Schier is incredibly bullish on parts of the energy patch.  While he said that there are many attractive outfits, he often finds that investors jump in and out of these in too close of an association with the price of crude.  His note should be music to oil patch investors’ ears: “You just don’t see much more global production and these oil shale plays today sometimes offer 50% to 70% return on investment.”  Schier further said, “The reinvestment opportunity is huge for this group.”  His picks in this arena: SandRidge Energy, Inc. (NYSE: SD) and Gulfport Energy Corp. (NASDAQ: GPOR).  Both stocks are down considerably from recent highs and each have asset values that fall into the small to mid-cap ranges.

The surprise of companies servicing Uncle Sam and other governments comes in technology services. Schier noted a brain drain happening inside the government that forces them to contract in technology and IT-services.  In this realm, Schier likes Computer Sciences Corporation (NYSE: CSC) due to its deep value.  This is one that we have our own experience in as it always shows up as a value pick but it has failed to post great gains for its shareholders.  Schier noted, “CSC strikes us as intriguing since many of the government workers will have to be replaced or assisted, and it is deep into various IT infrastructure projects, NSA pacts, cyber security, healthcare and more. The free cash flow is over $4 a share easily and it is not a leveraged company.” 

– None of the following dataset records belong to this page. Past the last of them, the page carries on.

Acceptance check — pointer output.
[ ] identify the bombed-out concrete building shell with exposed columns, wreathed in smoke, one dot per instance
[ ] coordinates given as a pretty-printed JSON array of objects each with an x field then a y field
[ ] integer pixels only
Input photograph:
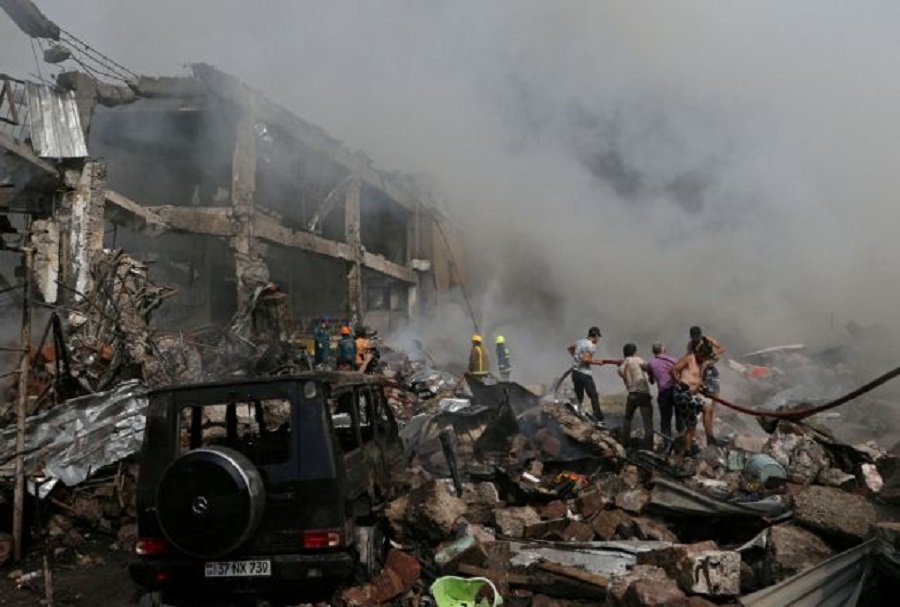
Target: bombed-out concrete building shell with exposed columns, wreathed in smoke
[{"x": 221, "y": 191}]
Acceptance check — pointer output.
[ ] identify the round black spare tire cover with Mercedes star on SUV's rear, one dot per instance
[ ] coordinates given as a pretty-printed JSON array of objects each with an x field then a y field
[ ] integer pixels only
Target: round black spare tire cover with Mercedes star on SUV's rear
[{"x": 210, "y": 501}]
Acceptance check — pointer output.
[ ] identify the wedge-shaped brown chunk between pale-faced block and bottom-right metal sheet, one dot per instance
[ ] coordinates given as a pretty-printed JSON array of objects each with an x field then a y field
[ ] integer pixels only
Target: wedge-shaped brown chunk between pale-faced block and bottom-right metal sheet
[{"x": 791, "y": 550}]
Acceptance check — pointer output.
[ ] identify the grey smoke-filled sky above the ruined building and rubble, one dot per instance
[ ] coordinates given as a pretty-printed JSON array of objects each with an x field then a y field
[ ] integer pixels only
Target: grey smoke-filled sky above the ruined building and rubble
[{"x": 641, "y": 166}]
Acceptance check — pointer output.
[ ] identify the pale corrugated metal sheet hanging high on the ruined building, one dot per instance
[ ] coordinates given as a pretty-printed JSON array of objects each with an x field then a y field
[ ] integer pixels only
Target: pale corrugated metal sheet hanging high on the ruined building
[{"x": 55, "y": 126}]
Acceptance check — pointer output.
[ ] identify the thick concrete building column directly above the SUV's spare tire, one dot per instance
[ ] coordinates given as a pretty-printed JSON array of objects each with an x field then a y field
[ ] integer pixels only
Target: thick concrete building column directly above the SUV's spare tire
[{"x": 250, "y": 268}]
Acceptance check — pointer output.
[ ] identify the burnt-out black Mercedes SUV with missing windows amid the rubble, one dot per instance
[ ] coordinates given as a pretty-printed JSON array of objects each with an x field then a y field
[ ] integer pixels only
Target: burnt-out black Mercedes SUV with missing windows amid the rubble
[{"x": 258, "y": 485}]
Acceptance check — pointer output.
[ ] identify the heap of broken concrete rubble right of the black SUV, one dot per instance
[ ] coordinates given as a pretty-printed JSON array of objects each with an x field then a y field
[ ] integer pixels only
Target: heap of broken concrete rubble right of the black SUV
[{"x": 563, "y": 514}]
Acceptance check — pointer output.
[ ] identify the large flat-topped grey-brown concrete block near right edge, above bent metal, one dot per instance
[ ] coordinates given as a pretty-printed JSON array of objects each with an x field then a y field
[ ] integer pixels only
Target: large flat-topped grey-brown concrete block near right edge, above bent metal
[{"x": 834, "y": 513}]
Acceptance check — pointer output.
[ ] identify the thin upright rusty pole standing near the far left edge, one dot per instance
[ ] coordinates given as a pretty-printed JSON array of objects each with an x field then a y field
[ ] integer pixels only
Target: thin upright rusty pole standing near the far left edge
[{"x": 22, "y": 410}]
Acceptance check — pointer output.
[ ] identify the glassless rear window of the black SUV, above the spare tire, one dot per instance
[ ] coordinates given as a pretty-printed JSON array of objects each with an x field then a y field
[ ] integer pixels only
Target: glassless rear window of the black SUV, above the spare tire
[{"x": 259, "y": 429}]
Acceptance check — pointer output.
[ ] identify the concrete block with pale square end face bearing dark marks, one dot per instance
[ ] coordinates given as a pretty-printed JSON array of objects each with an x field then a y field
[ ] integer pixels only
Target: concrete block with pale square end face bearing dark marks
[{"x": 699, "y": 568}]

Before we got to some Schier’s key picks, we asked what the biggest driving force is in identifying value for Securities Global Investors clients.  This is crucial, because many investors use different metrics from book value, P/E ratios, return on equity, and a dozen other metrics. Schier’s approach is to evaluate the risk-reward with a market regression via pre-tax return on invested capital.  The goal is find growth and reinvestment that ends up with a debt-adjusted price-to-book value at a discount to peers.  He noted, “We look for companies that have the potential to earn higher return on invested capital. If purchased appropriately, valuations will expand disproportionately as profitability improves.”

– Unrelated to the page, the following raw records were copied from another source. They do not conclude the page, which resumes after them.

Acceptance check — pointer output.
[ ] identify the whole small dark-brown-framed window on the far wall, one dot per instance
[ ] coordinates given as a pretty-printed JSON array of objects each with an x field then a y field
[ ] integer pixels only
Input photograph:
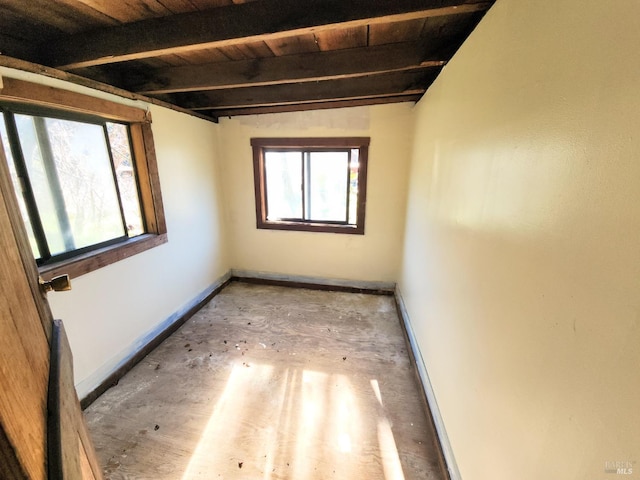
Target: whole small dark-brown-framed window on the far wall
[{"x": 311, "y": 184}]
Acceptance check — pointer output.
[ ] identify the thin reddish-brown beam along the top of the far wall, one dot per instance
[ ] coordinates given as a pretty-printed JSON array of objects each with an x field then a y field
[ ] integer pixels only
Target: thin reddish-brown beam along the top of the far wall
[{"x": 232, "y": 112}]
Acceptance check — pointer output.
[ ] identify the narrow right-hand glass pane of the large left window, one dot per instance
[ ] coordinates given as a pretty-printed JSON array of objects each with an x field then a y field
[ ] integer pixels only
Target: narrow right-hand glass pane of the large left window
[{"x": 126, "y": 176}]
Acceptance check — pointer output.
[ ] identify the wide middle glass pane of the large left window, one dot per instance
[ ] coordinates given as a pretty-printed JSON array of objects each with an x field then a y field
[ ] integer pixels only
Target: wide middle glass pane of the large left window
[{"x": 70, "y": 170}]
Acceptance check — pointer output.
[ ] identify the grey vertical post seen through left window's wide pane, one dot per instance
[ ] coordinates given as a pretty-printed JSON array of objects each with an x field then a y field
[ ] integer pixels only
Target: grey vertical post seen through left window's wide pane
[{"x": 53, "y": 180}]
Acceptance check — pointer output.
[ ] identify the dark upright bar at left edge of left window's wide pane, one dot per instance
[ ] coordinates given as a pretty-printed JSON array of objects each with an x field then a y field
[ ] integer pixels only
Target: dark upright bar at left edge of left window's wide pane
[{"x": 26, "y": 187}]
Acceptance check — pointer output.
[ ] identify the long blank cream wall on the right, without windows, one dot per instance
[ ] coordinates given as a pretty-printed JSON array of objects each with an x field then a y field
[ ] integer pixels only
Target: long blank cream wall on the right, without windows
[{"x": 521, "y": 269}]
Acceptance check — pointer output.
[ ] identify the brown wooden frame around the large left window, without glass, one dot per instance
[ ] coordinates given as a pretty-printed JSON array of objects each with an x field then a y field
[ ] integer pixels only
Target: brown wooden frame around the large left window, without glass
[{"x": 144, "y": 156}]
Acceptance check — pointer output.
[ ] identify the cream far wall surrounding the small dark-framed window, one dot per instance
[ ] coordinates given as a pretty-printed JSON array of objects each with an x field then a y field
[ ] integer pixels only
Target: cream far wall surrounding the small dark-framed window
[{"x": 372, "y": 257}]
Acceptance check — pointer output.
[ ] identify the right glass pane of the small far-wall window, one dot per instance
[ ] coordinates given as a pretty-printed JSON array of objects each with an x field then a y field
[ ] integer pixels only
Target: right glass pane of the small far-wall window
[{"x": 327, "y": 198}]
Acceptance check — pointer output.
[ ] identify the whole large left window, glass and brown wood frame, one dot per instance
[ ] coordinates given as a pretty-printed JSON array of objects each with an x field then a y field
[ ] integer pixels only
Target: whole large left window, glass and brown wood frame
[{"x": 85, "y": 175}]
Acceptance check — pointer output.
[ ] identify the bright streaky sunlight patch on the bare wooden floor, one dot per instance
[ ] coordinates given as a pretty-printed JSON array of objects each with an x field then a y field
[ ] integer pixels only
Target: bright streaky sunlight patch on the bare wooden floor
[{"x": 315, "y": 427}]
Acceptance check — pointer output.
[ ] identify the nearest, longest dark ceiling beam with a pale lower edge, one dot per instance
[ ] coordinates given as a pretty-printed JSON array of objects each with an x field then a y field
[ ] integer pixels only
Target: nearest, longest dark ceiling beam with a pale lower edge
[{"x": 233, "y": 24}]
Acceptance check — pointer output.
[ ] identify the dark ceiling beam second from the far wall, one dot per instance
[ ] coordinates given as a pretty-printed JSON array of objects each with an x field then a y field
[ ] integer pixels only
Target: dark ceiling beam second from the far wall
[{"x": 386, "y": 85}]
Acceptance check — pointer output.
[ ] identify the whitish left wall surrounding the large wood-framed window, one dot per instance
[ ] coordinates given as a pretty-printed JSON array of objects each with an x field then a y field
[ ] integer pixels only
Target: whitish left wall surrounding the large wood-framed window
[{"x": 111, "y": 310}]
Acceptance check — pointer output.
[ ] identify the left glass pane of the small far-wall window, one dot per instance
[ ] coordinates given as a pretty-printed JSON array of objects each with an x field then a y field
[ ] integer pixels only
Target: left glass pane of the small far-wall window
[{"x": 284, "y": 184}]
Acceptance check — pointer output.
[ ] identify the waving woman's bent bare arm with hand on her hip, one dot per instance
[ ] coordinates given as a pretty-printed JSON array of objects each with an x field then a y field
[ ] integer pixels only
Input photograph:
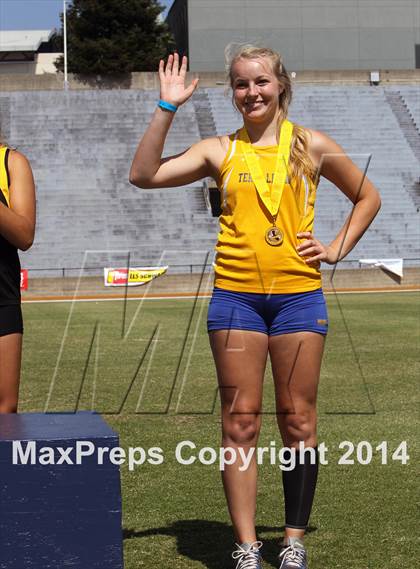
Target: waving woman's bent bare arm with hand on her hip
[{"x": 337, "y": 167}]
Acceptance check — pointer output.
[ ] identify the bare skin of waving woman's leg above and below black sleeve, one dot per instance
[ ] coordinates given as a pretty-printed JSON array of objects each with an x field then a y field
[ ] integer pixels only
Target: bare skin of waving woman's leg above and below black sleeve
[{"x": 296, "y": 363}]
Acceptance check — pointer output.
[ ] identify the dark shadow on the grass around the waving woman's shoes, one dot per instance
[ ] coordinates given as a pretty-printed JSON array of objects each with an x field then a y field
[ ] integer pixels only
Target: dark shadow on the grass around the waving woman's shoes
[{"x": 211, "y": 543}]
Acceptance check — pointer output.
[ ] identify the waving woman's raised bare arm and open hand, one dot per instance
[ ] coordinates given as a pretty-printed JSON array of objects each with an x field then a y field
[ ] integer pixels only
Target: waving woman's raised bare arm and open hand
[{"x": 148, "y": 169}]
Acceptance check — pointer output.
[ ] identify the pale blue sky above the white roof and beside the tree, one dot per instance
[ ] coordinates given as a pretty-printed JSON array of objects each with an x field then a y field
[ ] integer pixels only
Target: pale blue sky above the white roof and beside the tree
[{"x": 36, "y": 14}]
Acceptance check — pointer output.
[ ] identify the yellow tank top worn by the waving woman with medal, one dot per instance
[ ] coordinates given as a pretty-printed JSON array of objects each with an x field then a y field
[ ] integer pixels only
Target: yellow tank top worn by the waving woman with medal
[{"x": 245, "y": 262}]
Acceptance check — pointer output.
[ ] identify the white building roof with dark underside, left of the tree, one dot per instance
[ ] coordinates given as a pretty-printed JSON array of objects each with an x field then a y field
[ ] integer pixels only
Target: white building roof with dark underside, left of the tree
[{"x": 22, "y": 44}]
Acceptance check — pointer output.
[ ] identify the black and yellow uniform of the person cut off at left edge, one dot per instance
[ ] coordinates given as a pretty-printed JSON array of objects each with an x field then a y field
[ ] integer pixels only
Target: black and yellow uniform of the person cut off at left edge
[{"x": 10, "y": 312}]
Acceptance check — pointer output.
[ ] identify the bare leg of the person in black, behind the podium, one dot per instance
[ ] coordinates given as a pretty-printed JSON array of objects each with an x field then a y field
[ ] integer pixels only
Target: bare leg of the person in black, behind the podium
[{"x": 10, "y": 359}]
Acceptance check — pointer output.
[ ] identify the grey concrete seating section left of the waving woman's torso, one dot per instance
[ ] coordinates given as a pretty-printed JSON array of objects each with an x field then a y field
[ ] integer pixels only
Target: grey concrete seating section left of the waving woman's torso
[{"x": 80, "y": 145}]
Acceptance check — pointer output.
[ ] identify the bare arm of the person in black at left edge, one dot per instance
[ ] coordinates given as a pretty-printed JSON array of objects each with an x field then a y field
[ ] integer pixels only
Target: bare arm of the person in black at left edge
[{"x": 17, "y": 222}]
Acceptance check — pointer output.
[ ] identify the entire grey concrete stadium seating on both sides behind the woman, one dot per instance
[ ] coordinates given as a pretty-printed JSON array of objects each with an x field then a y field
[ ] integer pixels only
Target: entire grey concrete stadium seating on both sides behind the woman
[{"x": 81, "y": 143}]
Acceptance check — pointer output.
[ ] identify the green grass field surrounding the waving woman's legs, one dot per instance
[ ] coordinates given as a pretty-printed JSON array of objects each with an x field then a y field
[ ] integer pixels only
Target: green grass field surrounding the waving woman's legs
[{"x": 156, "y": 386}]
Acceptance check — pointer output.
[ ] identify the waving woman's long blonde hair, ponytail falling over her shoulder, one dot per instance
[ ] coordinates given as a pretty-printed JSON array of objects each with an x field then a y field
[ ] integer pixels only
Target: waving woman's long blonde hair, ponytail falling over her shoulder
[{"x": 300, "y": 163}]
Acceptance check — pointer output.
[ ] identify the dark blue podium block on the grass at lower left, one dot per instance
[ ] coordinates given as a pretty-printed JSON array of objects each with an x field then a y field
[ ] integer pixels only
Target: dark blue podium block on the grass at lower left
[{"x": 55, "y": 515}]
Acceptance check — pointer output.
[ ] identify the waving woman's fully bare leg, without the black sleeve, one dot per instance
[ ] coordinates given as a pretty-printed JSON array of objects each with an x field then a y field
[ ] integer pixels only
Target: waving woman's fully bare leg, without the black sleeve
[{"x": 240, "y": 358}]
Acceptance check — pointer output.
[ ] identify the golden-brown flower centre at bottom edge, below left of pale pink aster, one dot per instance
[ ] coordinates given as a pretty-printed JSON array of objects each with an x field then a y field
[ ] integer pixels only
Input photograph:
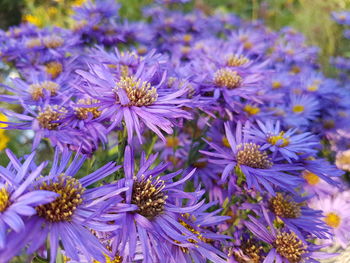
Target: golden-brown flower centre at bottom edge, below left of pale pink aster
[{"x": 288, "y": 245}]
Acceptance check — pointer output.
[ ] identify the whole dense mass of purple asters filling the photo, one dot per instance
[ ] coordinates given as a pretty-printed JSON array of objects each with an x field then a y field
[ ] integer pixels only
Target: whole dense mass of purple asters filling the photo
[{"x": 187, "y": 138}]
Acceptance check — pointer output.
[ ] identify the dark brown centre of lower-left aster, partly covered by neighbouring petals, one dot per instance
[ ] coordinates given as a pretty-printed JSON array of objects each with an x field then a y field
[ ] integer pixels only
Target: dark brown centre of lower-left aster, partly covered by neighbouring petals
[{"x": 63, "y": 207}]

Our biggest concern is the same that is voiced by our readers: Very choppy markets and an uncertainty of growth versus recession ahead.  Our own take is that this value segment is more likely than not expected to become the more desired trend rather than chasing high-beta growth stocks at high multiples with high expectations on growth figures.

On this topic, Schier noted, “Value versus growth is somewhat of a contrived notion and it makes no sense to buy without caring about growth just like it makes no sense to buy a growth company without caring how much you are paying.  Sure, you can find great growth stocks but we take a conservative approach and we look for companies that are not too aggressively priced.”

Schier also gave some interesting macroeconomic evaluations of the economy today.  He noted, “In a market of cheap stocks, the world is awash in excess capacity as there is not enough end demand and generally too much competition.  This makes it hard to grow a company, and the valuation for many growth stocks is often masked.”   

A second notion brought up is another troubling issue for investors and for the economy.  Investors are worrying that profitability levels today might not see higher levels of profitability ahead.  The concern of many is that profit expansion is hard to easily find at the right value and this is pressuring valuations.

One last concern is another obvious one but an issue that requires talent to navigate through.  With incredibly low interest rates like we are seeing today, the reinvestment opportunities are often low.  Schier ended with a quote that growth investors might want to consider before chasing high-beta names, “If companies were awash with 12% reinvestment rates then interest rates (and valuations) would be much higher.”   

We would like to thank Jim Schier for his time and opinions.